Muchas tradiciones italianas han sido reconocidas por la UNESCO, desde la recolección de trufas y el arte de la pizza napolitana hasta la dieta mediterránea y la fabricación de violines en Cremona.
Beber un espresso "es un rito, de alguna manera sagrado", confirma Annamaria Conte, profesora jubilada de 70 años y habitual del Gambrinus, situado en el corazón de Nápoles, frente al famoso teatro lírico San Carlo y a pocos pasos del paseo marítimo.
A algunos consumidores les encanta acompañar su café con mini pizzas o bolitas de masa fritas empapadas en azúcar, mientras charlan con sus vecinos.

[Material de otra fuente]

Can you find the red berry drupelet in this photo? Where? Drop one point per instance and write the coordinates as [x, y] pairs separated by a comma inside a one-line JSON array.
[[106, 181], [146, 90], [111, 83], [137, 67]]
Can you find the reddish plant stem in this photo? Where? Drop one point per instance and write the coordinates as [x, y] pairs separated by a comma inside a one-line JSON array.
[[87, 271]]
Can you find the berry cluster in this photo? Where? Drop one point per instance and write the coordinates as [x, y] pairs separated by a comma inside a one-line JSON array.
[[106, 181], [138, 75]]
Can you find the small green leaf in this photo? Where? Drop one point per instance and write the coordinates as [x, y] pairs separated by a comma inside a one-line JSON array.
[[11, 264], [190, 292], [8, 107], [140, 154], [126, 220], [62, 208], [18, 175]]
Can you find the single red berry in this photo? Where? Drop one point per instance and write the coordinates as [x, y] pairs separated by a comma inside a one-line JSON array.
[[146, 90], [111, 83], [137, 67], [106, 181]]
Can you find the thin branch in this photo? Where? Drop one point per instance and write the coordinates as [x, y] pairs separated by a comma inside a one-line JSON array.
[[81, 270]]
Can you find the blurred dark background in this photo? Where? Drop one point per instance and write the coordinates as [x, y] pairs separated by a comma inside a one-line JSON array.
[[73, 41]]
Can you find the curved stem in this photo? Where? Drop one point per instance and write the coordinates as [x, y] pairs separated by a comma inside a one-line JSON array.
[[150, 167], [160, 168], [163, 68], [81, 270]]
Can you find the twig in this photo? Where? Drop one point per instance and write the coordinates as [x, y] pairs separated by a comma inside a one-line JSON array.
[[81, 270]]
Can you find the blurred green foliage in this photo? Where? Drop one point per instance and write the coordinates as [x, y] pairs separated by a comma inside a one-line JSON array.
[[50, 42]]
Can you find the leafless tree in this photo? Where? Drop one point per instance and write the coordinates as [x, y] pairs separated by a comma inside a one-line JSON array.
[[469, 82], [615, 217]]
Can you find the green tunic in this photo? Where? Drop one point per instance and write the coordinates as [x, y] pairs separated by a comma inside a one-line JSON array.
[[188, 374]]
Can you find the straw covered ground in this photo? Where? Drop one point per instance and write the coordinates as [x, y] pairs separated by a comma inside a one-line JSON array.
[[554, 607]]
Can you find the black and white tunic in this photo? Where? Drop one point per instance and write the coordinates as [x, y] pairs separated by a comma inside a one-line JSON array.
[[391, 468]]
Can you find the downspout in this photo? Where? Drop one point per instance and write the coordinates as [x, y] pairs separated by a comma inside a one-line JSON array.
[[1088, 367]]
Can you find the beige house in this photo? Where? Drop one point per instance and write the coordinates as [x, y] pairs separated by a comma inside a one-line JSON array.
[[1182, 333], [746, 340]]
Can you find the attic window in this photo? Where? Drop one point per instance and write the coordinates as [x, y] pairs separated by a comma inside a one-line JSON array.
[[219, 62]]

"Cuando voy al exterior, veo gente haciendo fila para comprar su café, parados uno detrás del otro, a veces consultando los teléfonos móviles, sentados en un rincón con un libro. Así no es aquí", subraya Massimiliano Rosati.
- Contra la soledad -
"Aquí, en ciertos barrios de Nápoles, todavía existe una costumbre: cuando visitas a alguien, no le llevas un pastel o flores, sino azúcar y café", cuenta.
La primera máquina para preparar expresos fue inventada en 1884 por Angelo Moriondo, un turinés, pero fue un milanés, Desiderio Pavoni, quien logró su producción en masa.
El espresso se convirtió muy rápidamente en una bebida popular en todo el país, con ligeros matices según la región: con más o menos agua, más o menos corpulento, acompañado por un vaso de agua con gas.
En el Café Sant'Eustachio, una verdadera institución en Roma, no muy lejos del Panteón, Yael Lesin-Davis, un turista de origen británico de 28 años, disfruta de un "Moretto", un espresso cubierto con espuma de leche y cacao: "Tengo muchos recuerdos de la infancia asociados a este lugar, donde vine a tomar café. ¡Es realmente bueno!", confiesa.
Para el dueño de la conocida cafetería, Raimondo Ricci, un pequeño espresso tiene el poder de alejar la soledad, incluso cuando se bebe sin compañía.
"A veces, cuando preparamos el café en la casa, la cafetera se convierte en una compañía, llena la habitación, la casa", con un aroma que a muchas personas trae "buenos recuerdos".